Chickungunya Virus Caseload In Caribbean Basin Now Tops 65,000 Six Months After Arrival
The mosquito-borne Chikungunya virus is spreading across the Caribbean and portions of the Americas at an alarming rate, resulting in more than 65,000 suspected and confirmed cases, according to the Pan-American Health Organization.
According to the United States Center for Disease Control and Prevention (CDC), the Chikungunya virus is a debilitating virus that causes severe joint pain, muscle pain, fever, and rash. According to the CDC, these symptoms usually begin three to seven days after a victim has been bitten by an infected mosquito, and the effects -- particularly joint pain -- can last for several months.
The virus which is not commonly fatal, is still difficult to treat and has no vaccination. According to the Pan-American Health Organization (PAHO), in association with the World Health Organization (WHO), an estimated 55,000 suspected and confirmed cases of this relatively new virus have swept across the Caribbean alone in the recent months, with thousands of other cases likely gone unreported.

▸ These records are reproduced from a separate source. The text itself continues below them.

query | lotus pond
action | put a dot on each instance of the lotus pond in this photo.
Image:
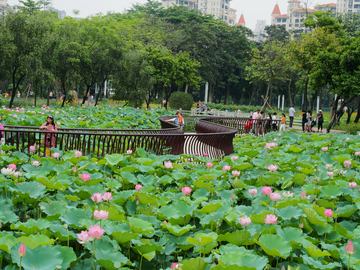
(285, 201)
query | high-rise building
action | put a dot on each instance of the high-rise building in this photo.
(348, 6)
(296, 14)
(219, 8)
(259, 32)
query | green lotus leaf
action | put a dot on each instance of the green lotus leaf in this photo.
(346, 211)
(202, 239)
(313, 217)
(40, 258)
(259, 218)
(274, 245)
(177, 230)
(330, 191)
(146, 199)
(289, 212)
(211, 208)
(237, 238)
(315, 264)
(114, 159)
(74, 215)
(54, 208)
(111, 260)
(299, 179)
(29, 189)
(61, 233)
(31, 226)
(194, 264)
(68, 256)
(312, 250)
(140, 226)
(7, 242)
(35, 240)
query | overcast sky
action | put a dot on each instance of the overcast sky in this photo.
(253, 10)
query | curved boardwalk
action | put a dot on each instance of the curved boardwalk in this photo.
(213, 136)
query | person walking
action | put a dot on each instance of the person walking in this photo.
(274, 126)
(308, 123)
(291, 115)
(255, 118)
(283, 122)
(49, 139)
(303, 120)
(261, 121)
(320, 118)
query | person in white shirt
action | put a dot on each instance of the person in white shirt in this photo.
(291, 115)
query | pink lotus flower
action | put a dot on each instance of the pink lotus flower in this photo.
(226, 168)
(36, 163)
(270, 219)
(22, 250)
(168, 165)
(266, 190)
(12, 166)
(107, 196)
(253, 191)
(350, 248)
(272, 168)
(186, 190)
(245, 221)
(101, 215)
(328, 212)
(97, 198)
(275, 196)
(347, 163)
(209, 164)
(96, 232)
(83, 237)
(85, 177)
(352, 184)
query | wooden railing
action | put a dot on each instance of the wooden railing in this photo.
(213, 136)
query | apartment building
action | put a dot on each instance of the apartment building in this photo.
(219, 8)
(296, 13)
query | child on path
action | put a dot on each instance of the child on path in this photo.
(283, 122)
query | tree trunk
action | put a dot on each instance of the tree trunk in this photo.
(289, 89)
(358, 112)
(305, 92)
(227, 94)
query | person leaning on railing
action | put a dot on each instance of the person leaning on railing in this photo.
(49, 139)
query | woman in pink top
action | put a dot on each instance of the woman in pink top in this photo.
(49, 126)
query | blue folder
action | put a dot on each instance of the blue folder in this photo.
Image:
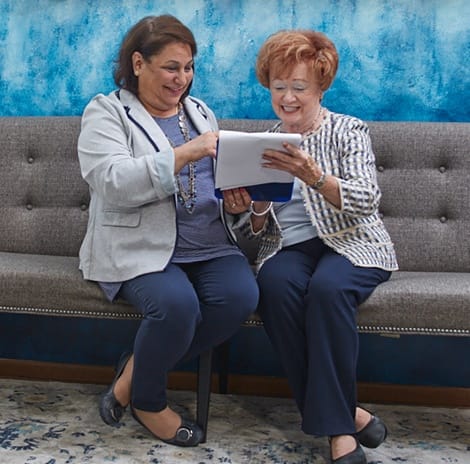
(276, 191)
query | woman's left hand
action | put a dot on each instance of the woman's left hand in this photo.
(236, 201)
(294, 161)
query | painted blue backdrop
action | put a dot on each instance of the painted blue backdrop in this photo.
(399, 60)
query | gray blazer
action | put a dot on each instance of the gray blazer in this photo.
(128, 164)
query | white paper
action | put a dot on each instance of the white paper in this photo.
(239, 158)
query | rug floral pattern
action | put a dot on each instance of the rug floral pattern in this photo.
(58, 423)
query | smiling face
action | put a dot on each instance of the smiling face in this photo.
(295, 98)
(164, 78)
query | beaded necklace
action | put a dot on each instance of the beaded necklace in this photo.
(187, 198)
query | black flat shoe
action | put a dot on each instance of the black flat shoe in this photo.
(110, 409)
(188, 433)
(373, 434)
(354, 457)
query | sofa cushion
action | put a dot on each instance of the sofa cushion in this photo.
(44, 284)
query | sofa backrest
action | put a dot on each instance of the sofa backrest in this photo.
(423, 172)
(43, 198)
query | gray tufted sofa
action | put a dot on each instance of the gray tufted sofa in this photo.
(423, 171)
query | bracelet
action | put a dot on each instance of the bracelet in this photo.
(320, 182)
(252, 210)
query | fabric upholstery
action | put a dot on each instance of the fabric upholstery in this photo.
(423, 172)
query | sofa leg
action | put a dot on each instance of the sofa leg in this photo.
(204, 380)
(223, 359)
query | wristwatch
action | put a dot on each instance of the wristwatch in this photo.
(320, 182)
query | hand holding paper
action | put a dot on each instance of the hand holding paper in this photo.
(239, 164)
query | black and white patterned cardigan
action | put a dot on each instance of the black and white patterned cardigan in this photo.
(342, 148)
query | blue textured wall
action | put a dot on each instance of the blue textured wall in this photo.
(399, 60)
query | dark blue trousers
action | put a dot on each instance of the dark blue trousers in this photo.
(187, 309)
(309, 296)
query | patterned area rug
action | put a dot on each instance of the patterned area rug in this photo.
(58, 423)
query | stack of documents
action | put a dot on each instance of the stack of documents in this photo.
(239, 164)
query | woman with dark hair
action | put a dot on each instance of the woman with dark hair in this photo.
(323, 252)
(156, 234)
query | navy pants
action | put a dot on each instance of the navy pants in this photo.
(187, 309)
(309, 296)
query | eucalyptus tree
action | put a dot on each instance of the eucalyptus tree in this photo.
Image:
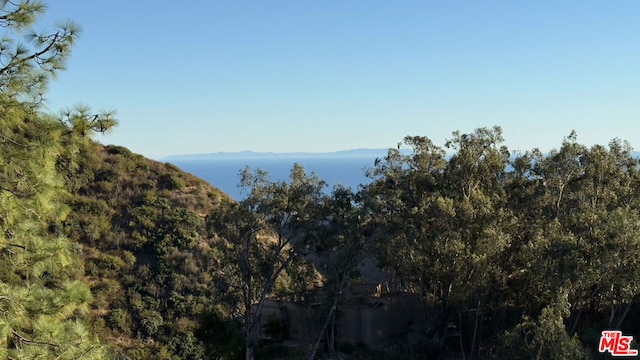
(442, 224)
(262, 236)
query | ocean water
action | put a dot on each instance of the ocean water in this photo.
(224, 174)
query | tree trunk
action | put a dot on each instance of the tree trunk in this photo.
(330, 319)
(250, 348)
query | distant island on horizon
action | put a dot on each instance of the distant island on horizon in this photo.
(242, 155)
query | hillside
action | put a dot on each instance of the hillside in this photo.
(140, 227)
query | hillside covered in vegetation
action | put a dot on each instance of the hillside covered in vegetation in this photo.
(464, 250)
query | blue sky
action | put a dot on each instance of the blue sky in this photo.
(314, 76)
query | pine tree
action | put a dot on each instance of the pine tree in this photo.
(42, 298)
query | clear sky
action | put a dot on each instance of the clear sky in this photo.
(206, 76)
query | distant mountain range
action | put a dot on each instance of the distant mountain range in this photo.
(242, 155)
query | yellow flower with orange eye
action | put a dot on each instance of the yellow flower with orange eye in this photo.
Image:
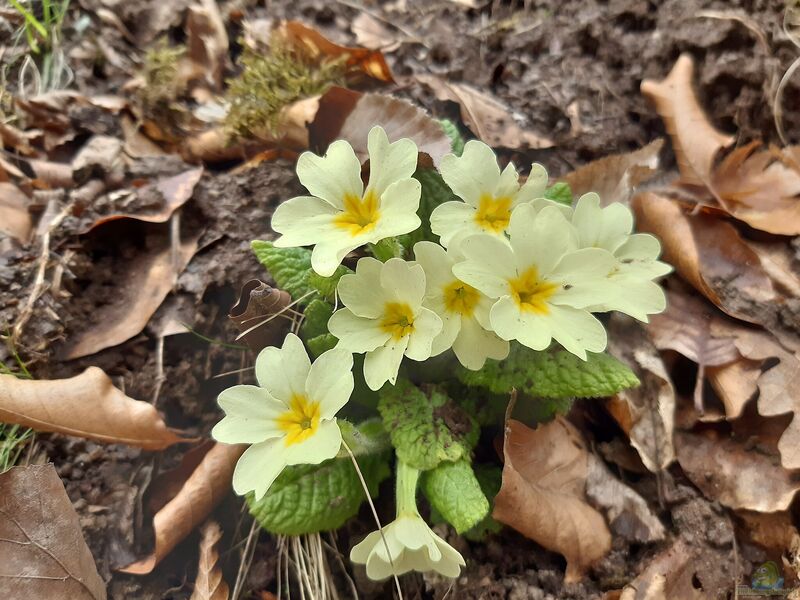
(384, 317)
(489, 195)
(290, 417)
(341, 215)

The virus - more commonly found in Asian and Africa - has spread to a number of Caribbean islands and has even reached Florida, largely because the daytime-biting aedes aegypti mosquito has found adequate breeding conditions in a large number of regions. "These mosquitoes know no borders," Phyllis Kozarsky, a physician with the U.S. Centers for Disease Control and Prevention in Atlanta, told Times Live.